Il créé un duo attachant où la magie fonctionne entre Arnaud, plein de ressource, d’énergie et de drôlerie et Momo le magicien (interprété par le musicien Muddy Monk), un peu simpliste au premier abord, qui nous épate finalement avec ses tours extravagants auxquels on ne s’attend pas.

Geordy Couturiau dresse une mise en scène efficace et rapide afin de maintenir son film dans une veine comique. De la musique à l’image, se dégage un charme particulier, évocateur des années 70-80. Les plans sont tournés en 16 mm, mais c’est surtout la mélodie entraînante jouée à la flûte qui rappelle une musique des comédies de ces années-là, dignes du compositeur Vladmir Cosma (Le grand blond avec une chaussure noire, Un éléphant ça trompe énormément, La chèvre, ..). Geordy Couturiau signe ici un court-métrage plein d’humour et d’espièglerie, nous transportant à une époque qui manque au cinéma français, pour ses grandes comédies.

À la sortie de Lucky fish de Emily May Jampel, lauréat du meilleur court-métrage américain au Champs-Elysées Film Festival, on assiste à une rencontre pure et sincère entre deux personnages.

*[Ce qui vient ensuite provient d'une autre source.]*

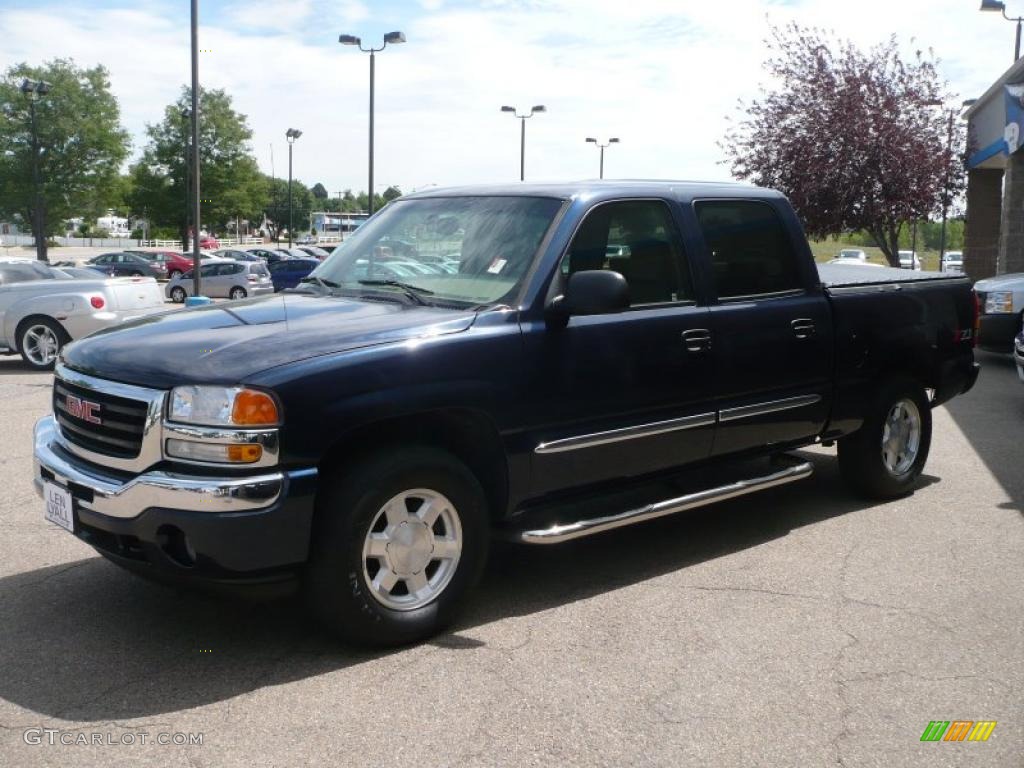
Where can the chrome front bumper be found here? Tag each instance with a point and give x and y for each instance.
(126, 499)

Une adolescente, Maggie, s’ennuie fermement lors d’un repas de famille dans un restaurant chinois. Elle préfère observer sa voisine de table, plutôt que d’écouter les discussion sur l’avenir de son parcours scolaire. Par la suite, elle croise cette dernière dans les toilettes du restaurant. S’ensuit la naissance d’une romance autour d’un aquarium, dans une atmosphère presque surnaturelle.

La cinéaste américaine aborde la question de la pression qu’une famille asiatique peut infliger à son enfant adolescent. Ici, la question ne se pose même pas : Maggie doit entrer dans une des plus grandes universités américaines, avant d’épouser un homme et de fonder une famille. La rencontre de Maggie avec sa voisine lui permet de se libérer, d’écouter ses propres désirs, et peu importe s’ils vont à l’encontre des codes traditionnels de la société. Dans cette bulle hors du temps et de l’espace, les deux jeunes femmes peuvent enfin se permettre d’être elles-mêmes.

Le choix de l’aquarium en élément central du décor par la réalisatrice, participe à créer cette ambiance envoûtante et relaxante. La couleur bleue diffuse de l’aquarium, la danse des poissons-chats au milieu des jeunes filles, et le son de l’eau qui s’écoule, donnent cette impression que celles-ci, sont seules au monde, loin de la pression envahissante de leurs familles.

On ne peut s’empêcher de sourire, devant la romance émancipatrice des deux adolescentes, dans ce décor presque magique d’un restaurant asiatique. Emily May Jampel parvient à réaliser un court-métrage optimiste, symbole d’une liberté, pour notre bonheur à tous.